Faraday Future seems to be delaying customer deliveries of its first car, again.
According to a recent regulatory filing, the company is pushing deliveries back to the third or fourth quarter of this year.
The FF 91, which has been in development since at least 2016, was expected to launch as early as this month. In February, the company unveiled the first “production-intent” version of the FF 91 and said it remained “on schedule” for production to start in Q3 of this year.
However, Faraday isn’t taking sole responsibility for the continued delays of the FF 91. In the regulator filing, the company says that it is “continuing to engage in confidential discussions and negotiations with certain potential investors regarding a potential financing transaction to raise additional capital to fund production activities through the end of 2022 and beyond.”
Faraday also says it needs “additional cash to commercially launch the FF 91” and is currently seeking to raise additional capital to fund its operations through to December.

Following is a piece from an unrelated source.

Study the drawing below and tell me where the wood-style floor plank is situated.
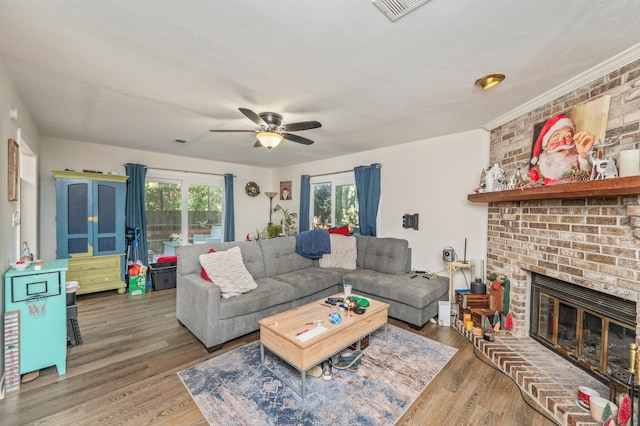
[0,289,553,426]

The company also blames “recent” supply chain issues have contributed to the delay, before going on to say:
“Any challenges in supplier engagements, delays in ramping capacity or labor at the Company’s Hanford, California manufacturing facility or for sales and service engagements, rising prices of materials, or ongoing global supply chain disruptions may further increase the need for additional capital to launch the FF 91 series.”
And:
“Apart from the FF 91 series, substantial additional capital will be required to fund operations, research, development, and design efforts for future vehicles.”
Presumably, that also includes the FF 81, which the company announced would be manufactured by South Korean company Myoung Shin from 2024.
Production delays, missed dealines, and financial struggles are far from untrodden ground for nascent electric car companies. Many have been born, hyped up as potential game-changers, and folded before any vehicle has turned a wheel.